In 2002, a group of tenders of various historic sites in Connecticut pooled resources to get some visibility by participating in the Connecticut Flower and Garden Show in Hartford. Ten years later, the group continues its work to raise awareness of "distinctive historic sites and gardens within Connecticut's borders."
Locally, the Florence Griswold Museum in Old Lyme, the New London Historical Society and Shaw Mansion and Harkness Memorial State Park in Waterford will participate and offer special events that illustrate the unique nature of their gardens.
And really, what's a historic house without a historic garden? These living installations provide additional context to the historical periods preserved in a given museum; or they simply offer a window into yet another historic period.
"In terms of Connecticut's Historic Gardens, we deem 'historic' to be gardens designed by a known designer or reflect an historical garden style or design philosophy," explains Tammi Flynn, a spokesperson for Connecticut's Historic Gardens.
Historical relevance, though, doesn't necessarily exclude creative expression.
"The gardens in New London County have great personality," Flynn notes.
At the Florence Griswold Museum, the resident beds reflect the eclectic style of Miss Florence herself, who was an avid gardener. None too formal, Miss Florence opted for a hodgepodge of plantings that offered splashes of color. Visitors to the museum can expect to see variations of hollyhocks, iris, foxglove, heliotrope, phlox, cranesbill and day lilies.

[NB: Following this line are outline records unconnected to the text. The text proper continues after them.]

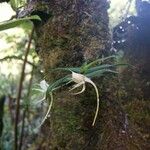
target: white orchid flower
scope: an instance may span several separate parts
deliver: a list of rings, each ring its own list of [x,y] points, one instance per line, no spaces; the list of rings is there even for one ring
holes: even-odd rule
[[[40,99],[40,100],[38,100],[38,101],[36,102],[37,104],[43,102],[44,100],[46,100],[46,91],[47,91],[47,88],[49,87],[49,84],[48,84],[45,80],[42,80],[42,81],[40,82],[39,86],[40,86],[39,89],[34,88],[33,90],[39,91],[39,92],[43,93],[44,96],[43,96],[42,99]]]
[[[77,92],[77,93],[74,93],[74,95],[78,95],[78,94],[81,94],[85,91],[86,89],[86,86],[85,86],[85,83],[90,83],[94,89],[95,89],[95,92],[96,92],[96,97],[97,97],[97,107],[96,107],[96,112],[95,112],[95,116],[94,116],[94,120],[93,120],[93,123],[92,123],[92,126],[94,126],[95,124],[95,121],[96,121],[96,118],[97,118],[97,115],[98,115],[98,112],[99,112],[99,92],[98,92],[98,88],[97,86],[95,85],[95,83],[88,77],[84,76],[83,74],[79,74],[79,73],[75,73],[75,72],[72,72],[72,80],[76,83],[72,89],[70,89],[70,91],[80,87],[80,86],[83,86],[82,87],[82,90]]]

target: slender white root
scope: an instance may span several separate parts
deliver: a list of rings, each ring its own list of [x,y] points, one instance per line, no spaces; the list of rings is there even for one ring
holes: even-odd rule
[[[52,108],[52,105],[53,105],[53,94],[51,93],[50,96],[51,96],[51,101],[50,101],[50,104],[49,104],[47,113],[46,113],[44,119],[42,120],[42,122],[41,122],[41,124],[39,125],[38,128],[40,128],[40,127],[43,125],[43,123],[44,123],[45,120],[48,118],[48,115],[49,115],[49,113],[50,113],[50,111],[51,111],[51,108]]]

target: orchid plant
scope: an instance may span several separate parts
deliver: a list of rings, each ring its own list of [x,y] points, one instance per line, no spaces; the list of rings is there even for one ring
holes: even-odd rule
[[[50,95],[50,101],[49,101],[49,107],[47,110],[47,113],[42,120],[40,126],[44,123],[44,121],[47,119],[50,110],[52,108],[53,104],[53,92],[57,89],[59,89],[62,86],[66,86],[69,83],[73,82],[75,83],[73,87],[70,89],[70,91],[73,91],[77,89],[78,87],[82,86],[81,91],[77,93],[73,93],[73,95],[82,94],[86,89],[86,83],[89,83],[93,86],[96,92],[96,99],[97,99],[97,106],[95,111],[95,116],[93,119],[92,126],[95,125],[97,115],[99,112],[99,91],[96,86],[96,84],[91,80],[93,77],[101,77],[104,76],[106,73],[112,73],[112,74],[118,74],[117,71],[115,71],[115,67],[117,66],[125,66],[127,64],[104,64],[104,61],[108,59],[116,58],[115,55],[97,59],[91,63],[83,64],[81,67],[70,67],[70,68],[55,68],[51,69],[51,72],[54,71],[68,71],[70,72],[68,75],[66,75],[63,78],[60,78],[56,80],[55,82],[51,84],[47,84],[45,80],[40,82],[41,89],[37,89],[40,92],[44,93],[44,97],[40,100],[40,102],[43,102],[44,100],[48,100]]]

Admission to the gardens will be free on Connecticut's Historic Gardens Day, and painting supplies, refreshments and artist demonstrations will be made available to visitors.
Over at Harkness, park staff and volunteers will lead free tours of the gardens that surround the circa-1906 Roman Renaissance Revival-style mansion. The gardens reflect the work of Beatrix Farrand — one of the first noted female landscape architects in the United States — whom Edward and Mary Harkness commissioned to design their gardens from 1918 to 1929. Farrand's designs combine Asian statuary, wrought-iron fencing and benches with plants that reflect Mary Harkness' preferred colors.

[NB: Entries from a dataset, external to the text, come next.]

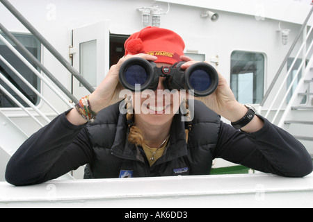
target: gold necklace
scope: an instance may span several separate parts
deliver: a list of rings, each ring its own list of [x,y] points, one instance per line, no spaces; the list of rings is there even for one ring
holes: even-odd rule
[[[159,146],[159,147],[156,148],[156,150],[154,152],[150,151],[151,153],[152,154],[152,157],[150,159],[152,162],[154,162],[155,158],[154,158],[154,155],[156,153],[157,151],[159,151],[159,149],[163,146],[164,145],[164,143],[166,142],[166,140],[168,140],[168,139],[170,137],[170,135],[168,135],[166,139],[164,139],[164,141],[161,144],[160,146]]]

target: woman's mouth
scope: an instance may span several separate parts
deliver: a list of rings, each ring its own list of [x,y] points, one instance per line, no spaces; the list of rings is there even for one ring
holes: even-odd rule
[[[166,111],[170,107],[170,104],[166,105],[154,106],[147,104],[147,108],[150,114],[161,114],[166,113]]]

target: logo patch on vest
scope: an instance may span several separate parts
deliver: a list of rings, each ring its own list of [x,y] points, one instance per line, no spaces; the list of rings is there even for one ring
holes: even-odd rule
[[[132,170],[120,170],[119,178],[128,178],[133,177]]]
[[[179,168],[179,169],[174,169],[174,173],[183,173],[188,172],[188,167],[184,167],[184,168]]]

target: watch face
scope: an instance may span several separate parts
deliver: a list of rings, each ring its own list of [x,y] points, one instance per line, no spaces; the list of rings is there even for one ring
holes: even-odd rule
[[[252,105],[250,105],[250,104],[247,103],[247,104],[245,104],[245,106],[247,108],[247,109],[252,110],[253,112],[256,112],[255,108]]]

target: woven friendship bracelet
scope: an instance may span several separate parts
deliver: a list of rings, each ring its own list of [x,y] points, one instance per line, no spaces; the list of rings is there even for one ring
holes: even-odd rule
[[[95,122],[97,114],[91,110],[89,96],[81,98],[79,102],[76,104],[75,108],[83,119],[88,122]]]

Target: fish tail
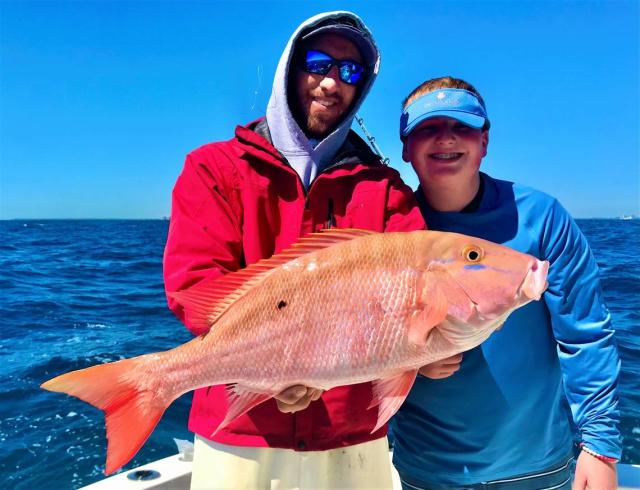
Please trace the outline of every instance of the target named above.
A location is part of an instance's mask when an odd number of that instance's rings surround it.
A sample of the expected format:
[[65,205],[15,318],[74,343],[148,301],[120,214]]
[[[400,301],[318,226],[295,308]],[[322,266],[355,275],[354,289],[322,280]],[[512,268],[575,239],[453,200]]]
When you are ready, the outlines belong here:
[[105,412],[109,475],[125,465],[142,447],[172,400],[160,390],[144,388],[133,371],[141,356],[62,374],[41,388],[75,396]]

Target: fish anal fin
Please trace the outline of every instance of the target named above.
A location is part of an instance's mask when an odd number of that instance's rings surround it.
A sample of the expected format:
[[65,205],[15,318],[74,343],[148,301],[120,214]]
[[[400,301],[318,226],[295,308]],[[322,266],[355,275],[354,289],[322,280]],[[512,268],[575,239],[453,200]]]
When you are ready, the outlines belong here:
[[227,415],[211,435],[214,436],[220,429],[272,397],[272,393],[256,393],[240,385],[227,386]]
[[412,369],[397,376],[373,382],[373,399],[369,408],[378,406],[378,422],[371,431],[372,434],[386,424],[398,411],[400,405],[407,398],[417,374],[418,370]]
[[424,345],[431,329],[447,317],[449,302],[436,276],[427,271],[418,281],[417,307],[409,320],[408,332],[409,341],[416,345]]
[[190,324],[208,329],[230,305],[260,283],[276,267],[337,243],[375,233],[350,228],[311,233],[268,259],[260,260],[244,269],[229,272],[221,277],[202,280],[182,291],[167,292],[167,295],[182,305]]

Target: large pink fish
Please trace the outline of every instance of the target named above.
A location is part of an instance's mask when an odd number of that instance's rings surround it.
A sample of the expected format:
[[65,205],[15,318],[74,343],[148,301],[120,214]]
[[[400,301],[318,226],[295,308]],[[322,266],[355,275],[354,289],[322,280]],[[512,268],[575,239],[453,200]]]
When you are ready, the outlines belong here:
[[454,233],[332,230],[173,293],[210,331],[175,349],[63,374],[43,388],[105,411],[107,474],[178,396],[230,384],[217,430],[292,385],[373,381],[382,426],[419,367],[469,350],[546,288],[548,263]]

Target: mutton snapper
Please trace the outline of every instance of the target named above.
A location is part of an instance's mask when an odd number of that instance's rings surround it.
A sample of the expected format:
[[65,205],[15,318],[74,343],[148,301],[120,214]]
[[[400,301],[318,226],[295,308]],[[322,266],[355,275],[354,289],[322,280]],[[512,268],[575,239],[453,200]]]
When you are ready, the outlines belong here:
[[42,387],[104,410],[106,474],[136,454],[173,400],[204,386],[228,385],[220,430],[292,385],[372,381],[375,431],[398,410],[418,368],[477,346],[513,310],[540,299],[548,267],[454,233],[316,233],[246,269],[169,293],[207,333]]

Visitors who prefer to cover as much historical ground as possible might consider a stop at the New London Historical Society's Shaw Mansion.
"You get two time periods at a time at the Shaw Mansion — a formal Victorian garden in front of the house and a colonial garden in the rear of the house," Flynn says.

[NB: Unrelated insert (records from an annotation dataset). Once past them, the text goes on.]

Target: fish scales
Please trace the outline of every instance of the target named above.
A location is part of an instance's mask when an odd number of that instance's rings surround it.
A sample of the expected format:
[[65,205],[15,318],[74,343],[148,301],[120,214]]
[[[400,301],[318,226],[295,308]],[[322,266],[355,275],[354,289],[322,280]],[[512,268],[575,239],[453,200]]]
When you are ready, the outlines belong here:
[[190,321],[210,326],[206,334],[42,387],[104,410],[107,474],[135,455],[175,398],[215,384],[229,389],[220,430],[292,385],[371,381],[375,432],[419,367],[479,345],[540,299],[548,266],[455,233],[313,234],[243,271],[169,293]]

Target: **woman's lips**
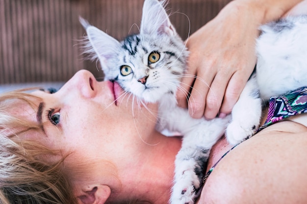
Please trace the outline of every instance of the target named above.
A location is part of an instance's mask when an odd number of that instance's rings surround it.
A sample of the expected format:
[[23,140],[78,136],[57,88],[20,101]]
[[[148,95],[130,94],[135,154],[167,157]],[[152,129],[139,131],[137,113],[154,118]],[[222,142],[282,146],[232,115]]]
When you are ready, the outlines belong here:
[[114,95],[114,102],[115,102],[115,105],[116,105],[117,99],[120,96],[121,93],[122,93],[123,91],[117,82],[111,81],[109,81],[109,87]]

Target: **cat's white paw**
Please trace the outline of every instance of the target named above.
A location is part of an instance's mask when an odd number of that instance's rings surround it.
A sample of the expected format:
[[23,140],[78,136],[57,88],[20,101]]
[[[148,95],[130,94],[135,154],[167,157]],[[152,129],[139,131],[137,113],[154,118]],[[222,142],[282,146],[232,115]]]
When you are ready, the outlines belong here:
[[250,137],[258,127],[257,121],[247,120],[231,121],[226,129],[226,137],[232,145],[239,143],[244,139]]
[[[181,161],[181,168],[176,170],[170,204],[193,204],[195,191],[200,185],[200,181],[195,172],[195,163],[191,160]],[[189,168],[182,168],[182,167]]]

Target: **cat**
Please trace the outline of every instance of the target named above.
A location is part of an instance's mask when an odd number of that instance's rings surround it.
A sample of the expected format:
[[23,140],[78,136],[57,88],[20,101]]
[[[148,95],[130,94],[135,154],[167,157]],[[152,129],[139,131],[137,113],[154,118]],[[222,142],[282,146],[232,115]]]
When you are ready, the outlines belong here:
[[[145,0],[140,33],[121,42],[84,19],[80,21],[87,33],[84,53],[93,60],[99,60],[104,80],[116,81],[141,101],[157,102],[156,129],[183,136],[175,162],[170,203],[191,204],[210,150],[225,131],[230,143],[240,142],[259,127],[263,100],[307,85],[304,77],[307,68],[304,69],[307,65],[307,18],[289,17],[261,27],[256,74],[251,76],[231,114],[209,120],[193,118],[186,109],[177,106],[176,93],[180,78],[185,76],[189,52],[170,22],[165,4],[164,0]],[[305,33],[300,26],[305,28]],[[291,45],[295,40],[299,45]],[[290,45],[285,45],[286,42]],[[284,53],[280,46],[286,47]]]

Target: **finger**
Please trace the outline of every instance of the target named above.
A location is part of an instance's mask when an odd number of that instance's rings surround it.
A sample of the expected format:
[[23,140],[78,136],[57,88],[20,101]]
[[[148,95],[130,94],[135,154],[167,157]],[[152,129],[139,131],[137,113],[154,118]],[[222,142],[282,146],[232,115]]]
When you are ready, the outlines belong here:
[[216,117],[220,112],[225,90],[231,75],[231,73],[228,72],[219,72],[214,77],[206,98],[204,113],[206,118],[213,118]]
[[226,88],[220,113],[229,114],[239,99],[247,81],[247,76],[241,72],[235,72],[231,77]]

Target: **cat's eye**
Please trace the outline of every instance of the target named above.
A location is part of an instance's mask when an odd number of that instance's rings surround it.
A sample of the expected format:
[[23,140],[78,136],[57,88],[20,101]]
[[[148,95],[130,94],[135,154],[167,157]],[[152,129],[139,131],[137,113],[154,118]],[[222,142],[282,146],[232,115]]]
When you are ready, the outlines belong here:
[[158,52],[153,52],[148,57],[148,62],[150,64],[157,62],[160,59],[160,53]]
[[123,76],[127,76],[132,72],[132,69],[128,65],[123,65],[121,67],[121,74]]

The colonial garden is a nod to the mansion's heritage; Capt. Nathaniel Shaw constructed the building in the 1750s. His great-grandson, Dr. Nathaniel Shaw Perkins, inherited the structure in 1845; the Victorian garden illustrates that transition.
And don't forget to take a look at the mansion's accompanying summerhouse, intriguingly referred to as a "gentleman's folly." This little getaway was constructed in 1792 and offers views of the Thames River.
A local croquet club will play a match and offer demonstrations at the mansion during Connecticut's Historic Gardens Day, alongside a plant sale. Refresh after the game with strawberry shortcake and lemonade.